Scenario 1: High latency

  1. Check when the increase starts in Latency Trends.

  2. Identify slow dependency rows in Dependencies Health.

  3. Review host/service resources and logs.

  4. Investigate sustained latency, not only spikes.

Scenario 2: One service down

  1. Identify dependency with Status=DOWN.

  2. Verify service state and host connectivity.

  3. Review service logs around the incident timestamp.

  4. Recheck table status after corrective action.

Scenario 3: Intermittent errors

  1. Use Daily or Weekly to expose pattern timing.

  2. Check if spikes align with scheduled jobs.

  3. Identify dependency with repeated errors.

  4. Adjust workload timing or service capacity.

Scenario 4: Performance degradation over days

  1. Switch to Weekly/Monthly view.

  2. Compare baseline vs current latency.

  3. Check whether one or multiple dependencies are affected.

  4. Plan capacity or optimization actions.

Warning

If Critical > 0 or sustained errors persist, escalate with timestamps and affected dependency names.

Expected Outcome:

  • A scenario-aligned troubleshooting path is selected and evidence is ready for escalation if unresolved.

If this fails:

  1. Reconfirm dependency status and chart correlation in the same time window.

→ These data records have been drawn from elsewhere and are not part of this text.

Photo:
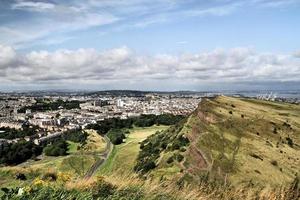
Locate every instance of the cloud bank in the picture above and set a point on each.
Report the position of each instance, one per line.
(125, 66)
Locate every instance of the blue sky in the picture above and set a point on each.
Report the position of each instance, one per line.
(139, 44)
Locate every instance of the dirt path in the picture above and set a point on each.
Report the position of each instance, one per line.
(100, 160)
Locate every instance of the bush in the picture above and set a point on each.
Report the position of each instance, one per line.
(274, 162)
(21, 176)
(58, 148)
(116, 136)
(170, 160)
(179, 157)
(49, 176)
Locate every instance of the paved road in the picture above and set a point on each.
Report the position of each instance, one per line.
(100, 160)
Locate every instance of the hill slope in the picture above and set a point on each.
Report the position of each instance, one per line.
(241, 141)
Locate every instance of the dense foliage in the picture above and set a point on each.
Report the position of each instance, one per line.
(45, 106)
(78, 136)
(11, 133)
(58, 148)
(114, 127)
(15, 153)
(113, 123)
(142, 121)
(117, 136)
(164, 119)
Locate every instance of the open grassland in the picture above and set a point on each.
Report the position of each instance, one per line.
(123, 156)
(236, 141)
(130, 187)
(77, 162)
(248, 141)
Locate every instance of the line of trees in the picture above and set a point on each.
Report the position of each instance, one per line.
(16, 153)
(11, 133)
(45, 106)
(115, 128)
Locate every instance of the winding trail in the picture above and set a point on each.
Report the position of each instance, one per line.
(102, 157)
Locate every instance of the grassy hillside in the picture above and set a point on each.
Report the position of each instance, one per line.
(231, 140)
(123, 156)
(76, 163)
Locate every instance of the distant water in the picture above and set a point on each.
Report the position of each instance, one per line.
(293, 94)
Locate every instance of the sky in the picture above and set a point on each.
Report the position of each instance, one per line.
(164, 45)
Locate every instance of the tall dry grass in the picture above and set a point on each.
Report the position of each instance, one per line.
(154, 189)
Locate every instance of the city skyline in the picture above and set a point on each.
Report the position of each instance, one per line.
(162, 45)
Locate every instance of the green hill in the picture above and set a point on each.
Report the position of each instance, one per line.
(228, 140)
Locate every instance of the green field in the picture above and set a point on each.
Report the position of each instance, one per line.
(123, 156)
(237, 140)
(77, 162)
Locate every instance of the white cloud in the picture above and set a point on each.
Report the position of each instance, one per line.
(7, 55)
(32, 6)
(89, 66)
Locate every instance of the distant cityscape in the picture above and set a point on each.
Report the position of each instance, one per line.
(56, 112)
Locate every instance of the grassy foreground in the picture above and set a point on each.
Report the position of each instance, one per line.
(76, 163)
(232, 141)
(123, 156)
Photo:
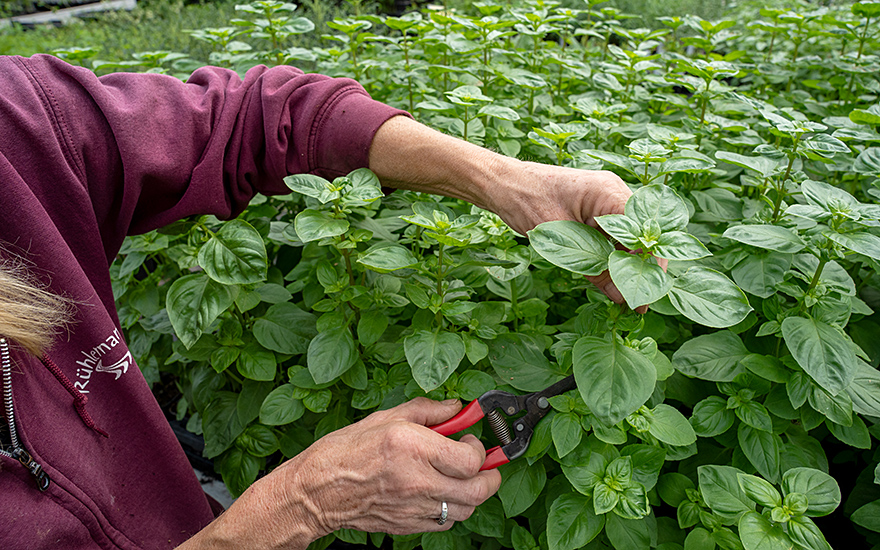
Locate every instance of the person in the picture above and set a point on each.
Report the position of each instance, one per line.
(89, 460)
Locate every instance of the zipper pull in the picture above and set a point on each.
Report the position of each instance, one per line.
(41, 477)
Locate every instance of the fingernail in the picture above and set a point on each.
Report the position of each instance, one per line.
(612, 292)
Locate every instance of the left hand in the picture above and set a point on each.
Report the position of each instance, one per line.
(409, 155)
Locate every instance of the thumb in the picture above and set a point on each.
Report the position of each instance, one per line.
(427, 412)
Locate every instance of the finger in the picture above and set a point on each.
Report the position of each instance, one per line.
(603, 282)
(426, 412)
(454, 512)
(471, 492)
(458, 459)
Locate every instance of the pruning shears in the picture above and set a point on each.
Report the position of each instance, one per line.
(513, 445)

  2. Capture screenshots plus affected dependency rows.

  3. Escalate with timestamps, dependency names, and observed pattern.

Quick Reference

Task

Where to look

Check overall health

Summary cards

Identify slow services

Avg Latency + dependency table

Find failing services

Critical + dependency table

Analyze performance trend

Latency Trends

Analyze failure pattern

Error Distribution

Compare periods

Time range selector

If metrics appear inconsistent:

  1. Reconfirm time window.

  2. Compare with Events and Alerts in the same period.